Today’s menu, remaking the YouTube Layout Timelapse video. I felt the original was a bit incomplete and the process of which I took the screenshots was very ghetto, so I dedicated this afternoon to writing a quick script in Python and sent it running.
Taking screenshots manually was out of the question, so it was time to write a script. But what language would I use? Well, I had just started Status (which I have to write about sometime) and was too rebellious to learn Python, so PHP it was! This is a tale of what not to do.
Opening a web browser and taking a screenshot of it using PHP? It’s both possible and unethical! PHP has a built in implementation of DCE RPC. I’m not going to pretend that I know about it in depth, but PHP’s manual says it can be “used to glue applications and components together on the Windows platform”. Basically, I can open Internet Explorer and get it to navigate to places.
$browser = new COM('InternetExplorer.Application'); $browser->Navigate('http://www.example.com');
Borderline demonic! Not only that, but I can also take screenshots of windows via PHP!
$handle = $Browser->HWND; $img = imagegrabwindow($handle, 0);
Why a language designed for HTML templating would ever need a “take a screenshot of a window” function is beyond me, but it exists. I used these two great features, along with some datetime stuff, to cycle through Wayback Machine snapshots. Knowing how Wayback Machine URLs were formatted, it was easy to throw all of this into a loop and add a week to the timestamp each time.
You’d probably want to wait until the page is done loading before taking a screenshot of it, right? Me too! Unfortunitely, I was unable to find a solid way to make the application wait until Internet Explorer was done loading, so sleep() it was! The Internet Archive has always been notoriously slow, and couple that with Internet Explorer having trouble rendering as web standards progressed, I was looking at a good 40 seconds per page.
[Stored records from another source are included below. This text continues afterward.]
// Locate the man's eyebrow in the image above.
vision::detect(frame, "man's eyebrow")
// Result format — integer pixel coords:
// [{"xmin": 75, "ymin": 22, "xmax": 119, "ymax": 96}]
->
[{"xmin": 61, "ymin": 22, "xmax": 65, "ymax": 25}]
After two days of giving up my computer and troubleshooting frequently, I finally had a folder of images to compile. I threw them all into Vegas Pro, rendered, and threw it up onto VidLii. Not much else to say.
Python! There’s a nice package called Selenium (Aclevo reference?) that automates web browsers. All I needed to do was familiarize myself with the docs, write up a quick script, and leave it running. Of course, things are never that simple. The documentation was strangely outdated, as a lot of the example code threw deprication warnings, but I eventually landed with this:
from selenium import webdriver from selenium.webdriver.firefox.options import Options import datetime options = Options() options.add_argument("--headless") # No window. options.add_argument("--kiosk") # No title bar. options.add_argument("-p default-release") # Using my Firefox profile for plugins. options.page_load_strategy = 'normal' # Wait until fully loaded. driver = webdriver.Firefox(options=options) driver.set_window_size(1280, 720) snapshot = datetime.datetime(2005, 4, 28) # Start date. while True: # Am lazy, will just stop it manually. timestamp = snapshot.strftime("%Y%m%d%H%M%S") driver.get('http://web.archive.org/web/' + timestamp + 'if_/http://www.youtube.com/') driver.get_screenshot_as_file(timestamp + ".png") snapshot = snapshot + datetime.timedelta(days=7) print(timestamp) driver.quit()
I had to stop the script in around 2017 because that’s when YouTube put up their new layout which broke the Wayback Machine. Looking at the metadata, it took about 5 hours to get all the screenshots. Not too shabby! All that was left was to stich them together, and I used FFmpeg to do it. (Me? FFmpeg? Never!)
ffmpeg -r 15 -f concat -safe 0 -i mylist.txt -c:v libx264 -pix_fmt yuv420p "output.mp4"
Fifteen frames a second. Fed a big list of filenames into FFmpeg and it stiched them together all right. You can read up on concatenate here. Quite useful. I had to disable safe mode(?) because FFmpeg was not happy about filenames having slashes or something. Dumb.
Here’s the final result, uploaded to VidLii for old times sake. Keeping it unlisted because I’m not entirely happy with it. A few duplicate screenshots, Wayback Machine errors, uBlock Origin either leaving the ads completely intact or leaving a giant white space in place of it. Oh well.
Twas an exercise in automation.